Last Friday, the Texas Supreme Court answered a significant question in post-judgment practice, holding that the $25-million statutory cap on the amount required to supersede a money judgment applies per judgment debtor, not per judgment. The 5-4 opinion resolved a split among Texas courts of appeals and provided welcome clarity to the State's supersedeas regime, outlined in Chapter 52 of the Civil Practice and Remedies Code.
The case, In re Greystar Development & Construction, L.P., involved a jury verdict of over $360 million in compensatory damages against three joint-enterprise entities. Seeking to supersede enforcement, the three entities filed a $25-million joint bond, which the trial court temporarily vacated after concluding Section 52.006(b)'s $25-million cap applied per judgment debtor, not per judgment. The Dallas Court of Appeals denied the Greystar entities' motion for appellate review, agreeing with the trial court that Section 52.006(b)'s $25-million cap applied per judgment debtor.
In an opinion authored by Justice Busby and joined by Chief Justice Blacklock and Justices Lehrmann, Devine, and Hawkins, the Supreme Court affirmed. The Court “set the stage” by examining post-judgment procedures generally, finding that many of them—from writs of garnishment to appellate rights—are judgment-debtor specific before concluding it “follows that supersedeas practice is also debtor-specific.” Interpreting Chapter 52's text against this “backdrop” confirmed the conclusion: Because the "security" capped by Section 52.006(b) is defined as "a bond or deposit posted . . . by a judgment debtor" in Section 52.001, a straightforward combination of the provisions means Section 52.006(b)'s cap applies per judgment debtor, not per judgment.

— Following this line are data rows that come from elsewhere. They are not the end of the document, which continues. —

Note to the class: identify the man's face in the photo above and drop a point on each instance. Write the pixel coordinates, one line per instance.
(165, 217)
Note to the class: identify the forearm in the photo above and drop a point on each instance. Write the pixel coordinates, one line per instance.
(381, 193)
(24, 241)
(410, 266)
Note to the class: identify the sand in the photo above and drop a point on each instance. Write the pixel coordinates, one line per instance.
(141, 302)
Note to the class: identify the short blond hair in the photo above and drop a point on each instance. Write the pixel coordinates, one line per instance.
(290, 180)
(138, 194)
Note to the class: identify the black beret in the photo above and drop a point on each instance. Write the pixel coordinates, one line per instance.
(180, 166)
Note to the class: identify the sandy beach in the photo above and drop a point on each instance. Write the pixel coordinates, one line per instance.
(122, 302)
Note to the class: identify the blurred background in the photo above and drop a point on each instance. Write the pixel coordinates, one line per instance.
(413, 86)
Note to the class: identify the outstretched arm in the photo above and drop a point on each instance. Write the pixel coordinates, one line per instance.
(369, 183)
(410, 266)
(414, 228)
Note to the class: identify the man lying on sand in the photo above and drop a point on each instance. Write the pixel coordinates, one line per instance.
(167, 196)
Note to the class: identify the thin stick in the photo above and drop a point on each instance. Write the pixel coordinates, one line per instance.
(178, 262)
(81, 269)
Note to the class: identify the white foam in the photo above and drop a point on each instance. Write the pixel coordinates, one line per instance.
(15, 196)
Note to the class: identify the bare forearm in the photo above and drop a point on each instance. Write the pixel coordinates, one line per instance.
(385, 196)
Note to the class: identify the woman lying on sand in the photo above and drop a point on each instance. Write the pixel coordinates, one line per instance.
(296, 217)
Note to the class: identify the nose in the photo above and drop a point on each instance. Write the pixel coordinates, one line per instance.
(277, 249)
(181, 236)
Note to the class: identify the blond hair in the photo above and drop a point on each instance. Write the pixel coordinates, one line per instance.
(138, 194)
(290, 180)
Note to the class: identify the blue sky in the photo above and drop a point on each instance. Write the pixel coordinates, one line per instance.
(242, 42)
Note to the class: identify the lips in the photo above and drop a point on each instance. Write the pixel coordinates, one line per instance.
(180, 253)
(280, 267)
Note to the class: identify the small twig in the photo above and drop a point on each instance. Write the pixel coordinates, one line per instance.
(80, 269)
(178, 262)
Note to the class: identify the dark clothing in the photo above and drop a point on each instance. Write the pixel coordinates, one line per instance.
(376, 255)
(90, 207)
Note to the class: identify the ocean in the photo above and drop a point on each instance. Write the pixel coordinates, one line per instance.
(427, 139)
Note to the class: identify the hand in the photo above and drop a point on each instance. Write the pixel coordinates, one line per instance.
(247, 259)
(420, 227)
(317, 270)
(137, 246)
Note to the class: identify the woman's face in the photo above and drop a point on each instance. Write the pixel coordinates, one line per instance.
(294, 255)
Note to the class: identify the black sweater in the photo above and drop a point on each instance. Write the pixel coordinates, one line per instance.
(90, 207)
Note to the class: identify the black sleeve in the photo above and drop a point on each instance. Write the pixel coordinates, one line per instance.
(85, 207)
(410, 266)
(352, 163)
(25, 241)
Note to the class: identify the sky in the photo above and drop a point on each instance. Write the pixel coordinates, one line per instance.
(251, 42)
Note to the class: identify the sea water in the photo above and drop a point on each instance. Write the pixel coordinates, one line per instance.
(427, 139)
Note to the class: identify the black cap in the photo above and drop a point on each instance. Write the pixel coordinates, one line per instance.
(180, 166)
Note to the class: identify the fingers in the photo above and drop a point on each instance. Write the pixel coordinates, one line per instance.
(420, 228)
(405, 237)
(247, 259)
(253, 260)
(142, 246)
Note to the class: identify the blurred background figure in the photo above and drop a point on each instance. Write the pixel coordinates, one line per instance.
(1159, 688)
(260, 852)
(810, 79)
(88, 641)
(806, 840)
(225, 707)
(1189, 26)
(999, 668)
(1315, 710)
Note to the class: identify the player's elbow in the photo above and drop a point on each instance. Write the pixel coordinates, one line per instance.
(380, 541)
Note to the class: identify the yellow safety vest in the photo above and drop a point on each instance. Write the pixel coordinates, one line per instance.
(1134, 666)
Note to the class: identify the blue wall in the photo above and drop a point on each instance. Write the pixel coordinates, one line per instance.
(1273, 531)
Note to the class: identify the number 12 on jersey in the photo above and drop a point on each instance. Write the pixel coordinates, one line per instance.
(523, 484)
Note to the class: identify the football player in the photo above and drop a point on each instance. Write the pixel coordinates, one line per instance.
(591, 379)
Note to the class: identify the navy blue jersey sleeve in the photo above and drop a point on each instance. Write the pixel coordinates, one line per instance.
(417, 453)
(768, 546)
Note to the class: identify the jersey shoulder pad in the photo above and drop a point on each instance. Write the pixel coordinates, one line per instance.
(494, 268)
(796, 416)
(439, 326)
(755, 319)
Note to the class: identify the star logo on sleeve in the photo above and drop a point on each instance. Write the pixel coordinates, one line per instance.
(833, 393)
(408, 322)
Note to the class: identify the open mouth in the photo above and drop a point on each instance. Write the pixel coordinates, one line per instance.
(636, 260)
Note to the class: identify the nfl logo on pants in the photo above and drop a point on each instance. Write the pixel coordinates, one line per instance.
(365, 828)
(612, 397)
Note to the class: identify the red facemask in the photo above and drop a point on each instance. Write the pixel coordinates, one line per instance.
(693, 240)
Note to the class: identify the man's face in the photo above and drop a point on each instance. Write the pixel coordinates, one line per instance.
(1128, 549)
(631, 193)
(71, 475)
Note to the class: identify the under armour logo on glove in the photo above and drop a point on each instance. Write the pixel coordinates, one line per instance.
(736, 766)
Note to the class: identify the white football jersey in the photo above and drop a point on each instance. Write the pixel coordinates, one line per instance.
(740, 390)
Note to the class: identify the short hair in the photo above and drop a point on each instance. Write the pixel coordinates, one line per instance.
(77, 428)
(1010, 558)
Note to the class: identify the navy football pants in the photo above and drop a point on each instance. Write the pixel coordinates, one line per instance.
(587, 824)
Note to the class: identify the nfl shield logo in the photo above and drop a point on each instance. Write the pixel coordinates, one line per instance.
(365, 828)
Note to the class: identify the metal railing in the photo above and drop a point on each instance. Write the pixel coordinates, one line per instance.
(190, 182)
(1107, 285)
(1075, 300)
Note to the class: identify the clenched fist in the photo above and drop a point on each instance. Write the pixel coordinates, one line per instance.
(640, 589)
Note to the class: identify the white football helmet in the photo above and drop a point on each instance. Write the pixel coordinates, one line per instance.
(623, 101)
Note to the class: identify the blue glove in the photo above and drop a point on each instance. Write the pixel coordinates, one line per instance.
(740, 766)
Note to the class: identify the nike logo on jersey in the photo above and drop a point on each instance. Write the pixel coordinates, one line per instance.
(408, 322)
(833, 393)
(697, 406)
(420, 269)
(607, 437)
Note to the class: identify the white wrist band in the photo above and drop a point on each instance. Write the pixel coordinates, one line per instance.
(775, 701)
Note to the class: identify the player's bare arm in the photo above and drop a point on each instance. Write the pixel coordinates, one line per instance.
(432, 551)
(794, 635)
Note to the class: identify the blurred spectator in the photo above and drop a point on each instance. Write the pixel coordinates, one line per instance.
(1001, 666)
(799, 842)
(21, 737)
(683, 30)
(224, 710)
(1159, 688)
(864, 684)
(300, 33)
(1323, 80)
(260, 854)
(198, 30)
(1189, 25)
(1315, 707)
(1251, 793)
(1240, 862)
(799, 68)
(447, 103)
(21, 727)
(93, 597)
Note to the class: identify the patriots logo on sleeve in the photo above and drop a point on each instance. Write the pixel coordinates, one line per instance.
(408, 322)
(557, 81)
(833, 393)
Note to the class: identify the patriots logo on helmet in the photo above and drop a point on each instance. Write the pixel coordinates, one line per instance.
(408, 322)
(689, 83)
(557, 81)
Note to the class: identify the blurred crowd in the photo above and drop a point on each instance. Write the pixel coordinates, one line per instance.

The majority further outlined the shortcomings in alternative interpretations. It first explained the dissent's “bond”-based interpretation was contrary to the statutory text, unsupported by historical practice, and relied on an interpretative canon that raised more questions than it answered. The majority also concluded interpreting the cap to apply per judgment as the Greystar entities urged “would lead to results even [they] admit are wrong" and a statutory scheme that applies a per-judgment cap in some circumstances and a per-judgment-debtor cap in others.
- Supersedeas strategy now must be defendant-specific. In multi-defendant cases, a single $25-million bond will not necessarily suspend execution against everyone. Each judgment debtor must account for its own cap—whether through separate bonds, a joint bond that secures the combined capped amount, or another reduction mechanism under Chapter 52.
- Joint defense groups should plan for post-judgment security before the verdict. The decision makes bond allocation, indemnity rights, surety capacity, and contribution issues harder to leave for later—especially where co-defendants have different balance sheets, insurance positions, or appellate incentives. A joint bond remains possible, but only if it gives the creditor the same protection as separate bonds would.
- The cure holding matters too. The Court's presumptive 20-day cure window provides defendants with an important procedural backstop when bond sufficiency is challenged.
- Expect this issue to return to the Legislature. Framing the decision as increasing the cost of appeals in multi-defendant cases and potentially requiring security beyond the judgment in some scenarios, the dissent expressly suggested the Legislature may wish to revisit whether Chapter 52, as written, strikes the right balance.